We at KResearch expect that the Bank of Thailand's Monetary Policy Committee (MPC) will likely keep its policy rate intact at 1.75 percent during the third meeting of 2019 pending an assessment of Thai economic development and results of the implementation of macro-and micro-prudential monetary policies, for example, through the introduction of maximum LTV ratio and credit underwriting standards. Such specific monetary policies are aimed at maintaining economic stability while the government stimulus measures, which are expected to be introduced during the middle of 2019, may help ease economic risks somewhat.
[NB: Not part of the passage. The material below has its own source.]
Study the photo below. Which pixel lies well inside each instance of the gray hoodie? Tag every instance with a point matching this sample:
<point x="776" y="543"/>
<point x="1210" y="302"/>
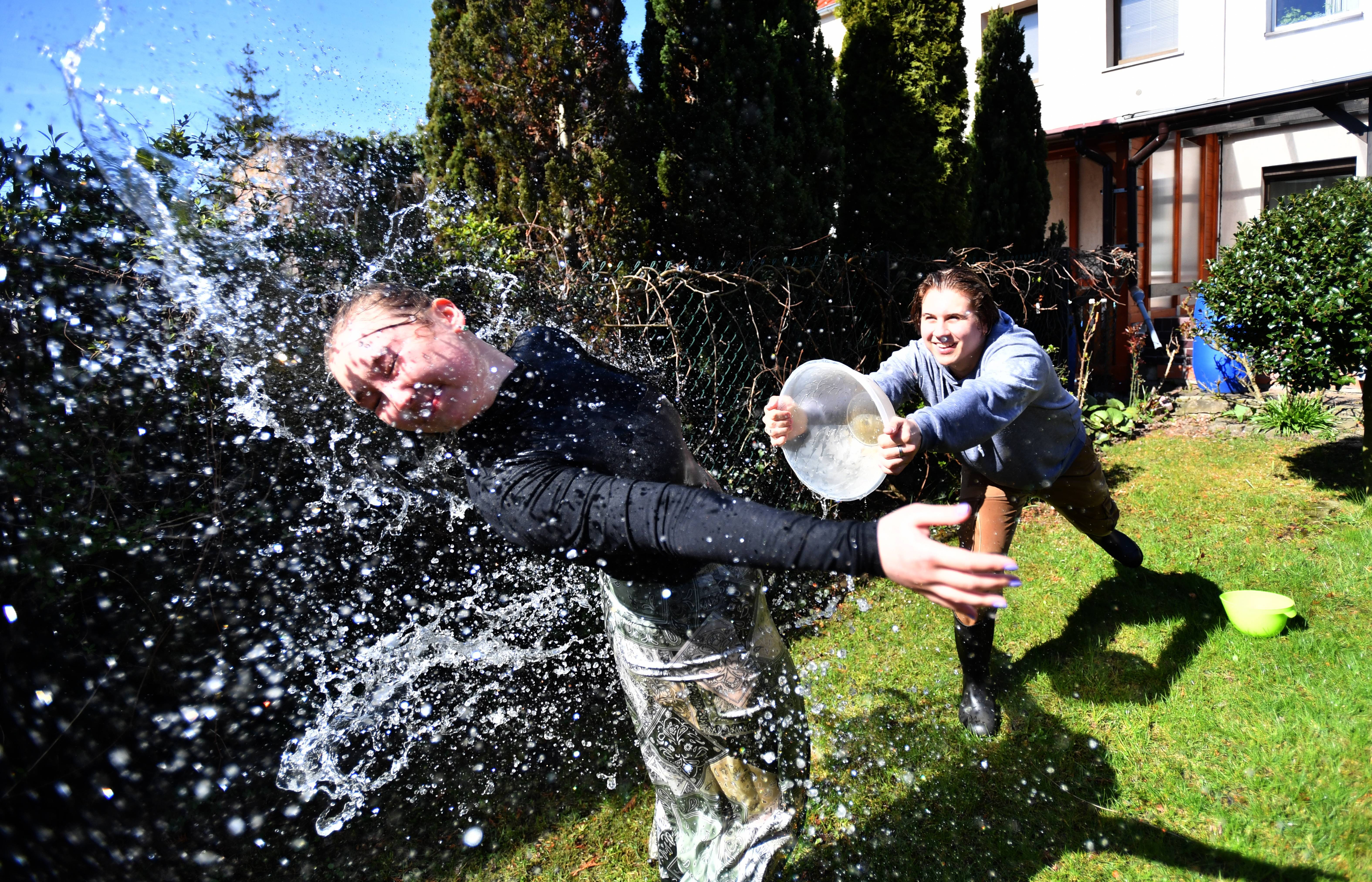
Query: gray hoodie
<point x="1010" y="420"/>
Although inflation will likely rise as a result of the daily minimum wage hike scheduled for the middle of 2019, its effect on the economy will be limited because daily minimum wage will be raised at a gradual pace amid numerous downside risks to the Thai economy, though appropriate actions will be undertaken by the new government. Despite rising domestic energy prices and public bus fares, plus a high 2018 base of energy prices, inflation may not increase much in 2019. It will also be undermined by intense competition among e-commerce entrepreneurs to grab greater share of the market. As a result, benign inflation will likely induce the MPC to maintain its policy rate at least during the remainder of 2019.
Looking ahead, it is expected that the MPC will continue to monitor risks to the establishment of a new government, fiscal stimulus measures and global economic development, in particular trade disputes.